Too Much Jitterbuggy Gusto? Great!
by Sylviane Gold

You know you're in the New Victory Theater, you know you're sitting down, you know you're safe. Still, when a member of Buglisi / Foreman Dance strides toward you, you want to get out of the way. These performers mean business when they merely walk; you can imagine what happens when they dance.

Of course, it's better not to imagine at all, and to go this weekend to see for yourself the deep, rich, utterly satisfying program being presented by this remarkable troupe, founded in 1994 by four veterans of the Martha Graham Company. The 17-member Buglisi / Foreman is one of those ensembles - and there aren't many around - where you will be rewarded no matter which dancer your eye happens to fall on. That dancer will be exquisitely costumed in a setting that someone has thought about. The music, whether taped, live or a combination of both, will be worth listening to on its own. And the repertory, provided by the founding choreographers, Jacqulyn Buglisi and Donlin Foreman, will engage the mind and emotions as well as indulge the senses.

The evening gets off to a roaringly theatrical start with Buglisi's homage to Sarah Bernhardt - and by extension to all those other divas from the "we – had – faces school of performing. As danced by the unfailingly compelling Terese Capucilli, Bernhardt is a cross between Graham and Gloria Swanson, with some Auntie Mame thrown in. The piece probably gives us a little too much of a good thing, but it perfectly sets the tone for what is to come: charisma, charisma, and more charisma.

It's there in spades in the two works from last year, Foreman's magnificent and affecting "Suite; Arms Around Me" and Buglisi's haunted and mysterious "Suspended Women.” And it shows up in different ways in the two premieres on the program, Buglisi's "Sand" and Foreman's "Mean Ole World." The first, set to segments of a string quartet by Philip Glass, is a dance for three couples inspired, according to the program note, by "the beauty of the desert and the soil of the earth we so cherish." It has a stunning set of dappled, cement-hued hangings by the artist Jacobo Borges; streaky, dusty-looking costumes by A. Christina Giannini, and smoky lighting effects by Clifton Taylor. The choreography, full of difficult, intricate lifts and precarious balances, is brilliantly performed (by Christine Dakin and Stephen Pier in particular). But it never quite lives up to the evocative power of its surroundings.

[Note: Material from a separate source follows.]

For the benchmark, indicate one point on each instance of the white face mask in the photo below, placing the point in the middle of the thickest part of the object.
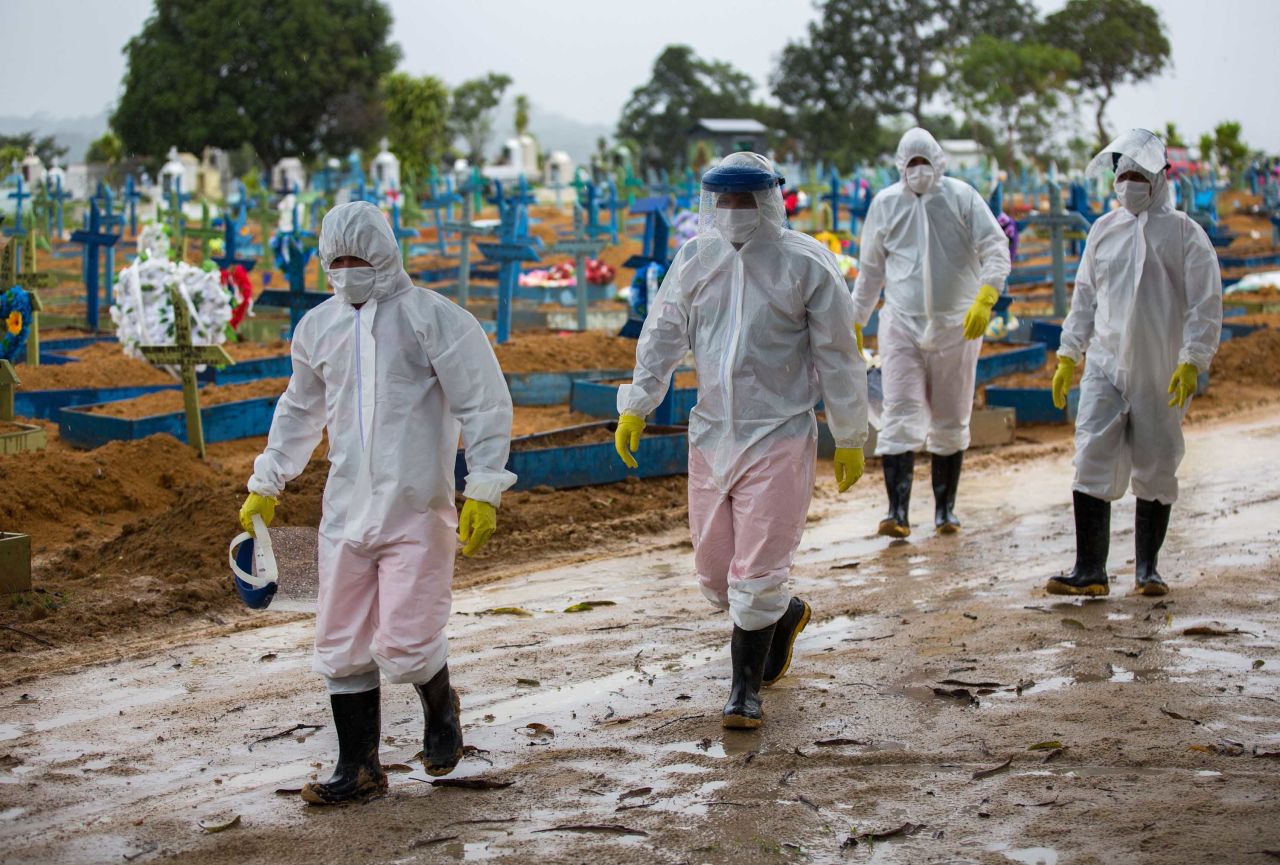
(919, 178)
(353, 284)
(737, 224)
(1133, 195)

"Mean Ole World" is set to Lisa DeSpain's intoxicating jazz score, played live by the six-man combo Catfish Corner, and the stage is bare except for the soft lighting of Jack Mehler. For the piece's seven women, Elisa Jimenez has concocted sexy dresses of satin and velvet in an array of winey colors; the three men wear earth tones. And the dancers dig into Foreman's crisp struts and jitterbuggy moves with so much gusto that, well, you'll want to step aside.